We think H&E2.0’s visualisation capabilities provide essential interpretations that can bring AI-predicted biomarkers into clinical settings. In future, we intend to make AI-capable H&E2.0 a publicly available web tool through our collaboration with Minh Nguyen and Chandra Verma from BII.
How did your research journey influence your leadership style?
My diverse experiences in different labs taught me the importance of focusing on the career growth of my team members and understanding their interests, whether they are oriented towards academia or industry. I strive to give them chances to develop leadership skills by allowing each of them to lead projects that align with their interests, such as bioinformatics tools, production pipelines or AI projects.
Recognising the importance of showcasing our work, I ensure my group has ample opportunities to present their research at various venues, and to give them credit both verbally and in authorship. Most importantly, I aim to cultivate an open and receptive environment where every team member feels safe to provide feedback and share ideas.
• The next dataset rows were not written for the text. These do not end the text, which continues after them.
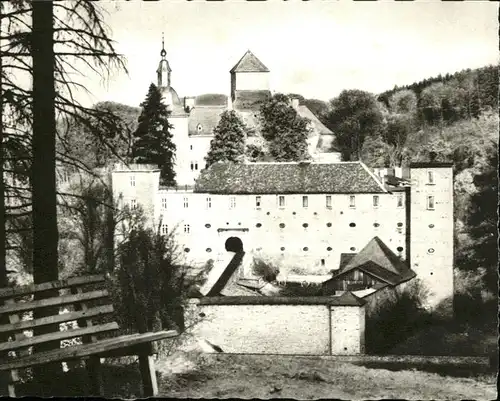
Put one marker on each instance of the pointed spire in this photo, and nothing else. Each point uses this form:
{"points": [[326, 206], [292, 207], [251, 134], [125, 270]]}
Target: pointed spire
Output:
{"points": [[163, 52]]}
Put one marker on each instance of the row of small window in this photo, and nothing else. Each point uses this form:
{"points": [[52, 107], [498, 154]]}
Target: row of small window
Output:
{"points": [[282, 202]]}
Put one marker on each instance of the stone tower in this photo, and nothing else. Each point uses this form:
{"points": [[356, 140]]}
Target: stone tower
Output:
{"points": [[431, 230]]}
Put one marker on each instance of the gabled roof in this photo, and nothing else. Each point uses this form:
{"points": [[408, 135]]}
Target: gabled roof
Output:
{"points": [[249, 63], [290, 177], [211, 99], [378, 252]]}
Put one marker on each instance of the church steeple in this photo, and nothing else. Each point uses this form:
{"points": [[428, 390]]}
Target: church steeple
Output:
{"points": [[164, 70]]}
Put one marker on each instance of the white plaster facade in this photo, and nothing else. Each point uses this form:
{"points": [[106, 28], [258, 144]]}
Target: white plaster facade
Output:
{"points": [[281, 329]]}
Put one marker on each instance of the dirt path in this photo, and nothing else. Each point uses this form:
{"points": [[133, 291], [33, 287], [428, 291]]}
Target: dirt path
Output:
{"points": [[247, 376]]}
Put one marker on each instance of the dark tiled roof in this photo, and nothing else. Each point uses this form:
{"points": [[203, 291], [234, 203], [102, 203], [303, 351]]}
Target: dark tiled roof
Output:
{"points": [[205, 117], [251, 120], [274, 178], [346, 299], [250, 100], [249, 63], [211, 99]]}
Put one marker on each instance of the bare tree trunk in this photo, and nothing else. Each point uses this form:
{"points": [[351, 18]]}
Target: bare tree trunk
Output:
{"points": [[45, 233]]}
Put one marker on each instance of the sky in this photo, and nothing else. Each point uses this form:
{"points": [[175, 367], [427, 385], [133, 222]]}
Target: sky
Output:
{"points": [[316, 48]]}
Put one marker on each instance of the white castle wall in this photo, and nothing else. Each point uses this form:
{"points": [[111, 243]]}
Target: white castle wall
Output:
{"points": [[432, 231]]}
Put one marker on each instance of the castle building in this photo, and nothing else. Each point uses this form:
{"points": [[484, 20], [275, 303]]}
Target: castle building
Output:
{"points": [[194, 118]]}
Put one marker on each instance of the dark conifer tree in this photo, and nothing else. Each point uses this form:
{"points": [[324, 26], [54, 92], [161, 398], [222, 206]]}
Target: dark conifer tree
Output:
{"points": [[229, 140], [153, 140]]}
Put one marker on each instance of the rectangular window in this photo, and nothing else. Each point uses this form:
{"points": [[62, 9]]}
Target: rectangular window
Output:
{"points": [[164, 229], [328, 201], [430, 202], [352, 201], [281, 201], [430, 177], [305, 201], [400, 200]]}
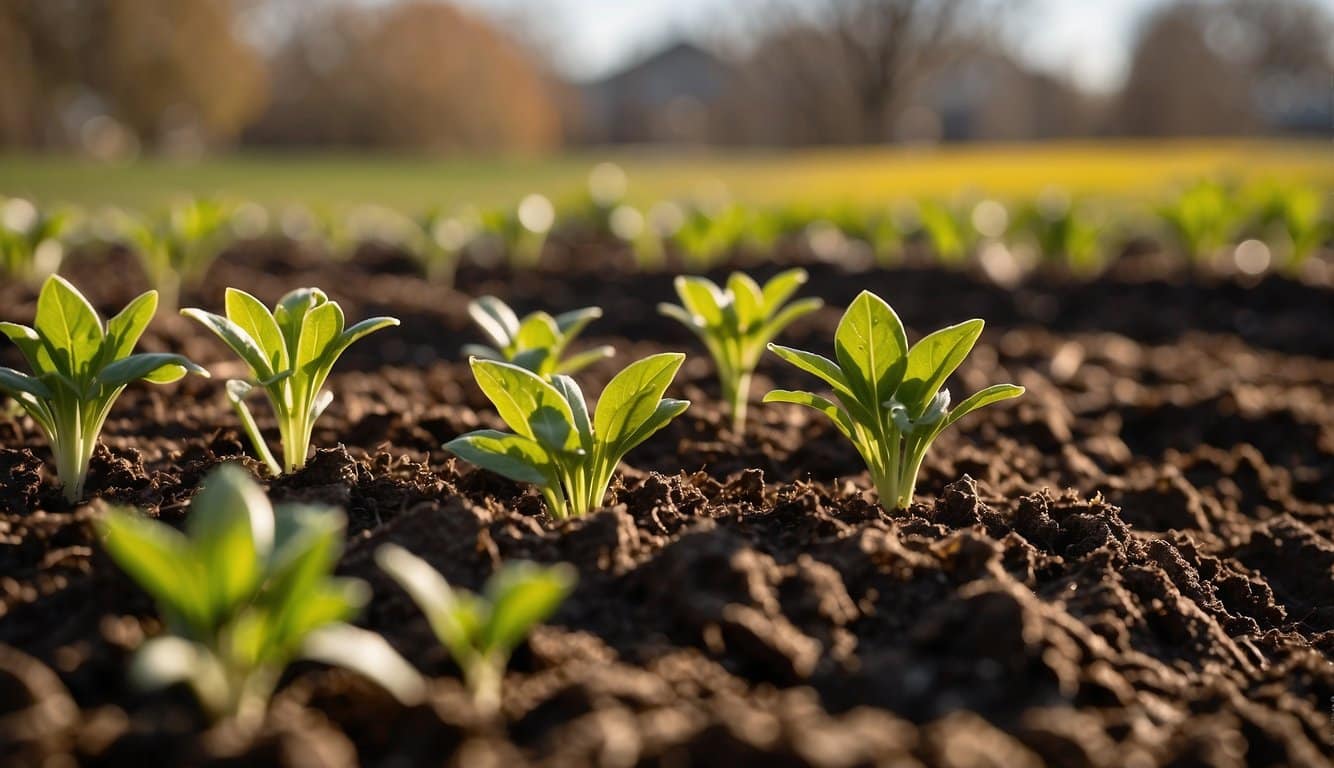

How has A*STAR supported you as an early-career researcher?
As I have just started my own lab, A*STAR’s support has been invaluable in providing crucial access to various resources. These include computing facilities and mentorship from senior BII and SIgN group leaders, particularly BII Executive Director, Sebastian Maurer-Stroh; and SIgN Executive Director, Kong-Peng Lam. The agency has also facilitated interactions with management; at a Group Engagement Session, I had the chance to discuss grant mechanisms with Huck Hui Ng, the Assistant Chief Executive of Research and Talent Development.
In turn, mentoring students through A*STAR-funded internships has enabled me to expand my research more effectively and enhance my leadership skills. In addition, platforms like the A*STAR Research publication and Science Brew—organised by Andy Hor, Deputy Chief Executive (Research), and his team—have given me opportunities to publicise my work. These experiences have been important in my growth as a researcher and a leader.
What advice can you share with aspiring scientists?
My key motivation for staying in research—for nearly 10 years, to date—is a genuine passion for my work and a strong belief in its potential societal impact. I think that one crucial trait for a successful researcher is the ability to recover from failures and rejections. It is important to recognise that it takes time to learn and grow through feedback from others. Embracing this learning process is essential for long-term success in research.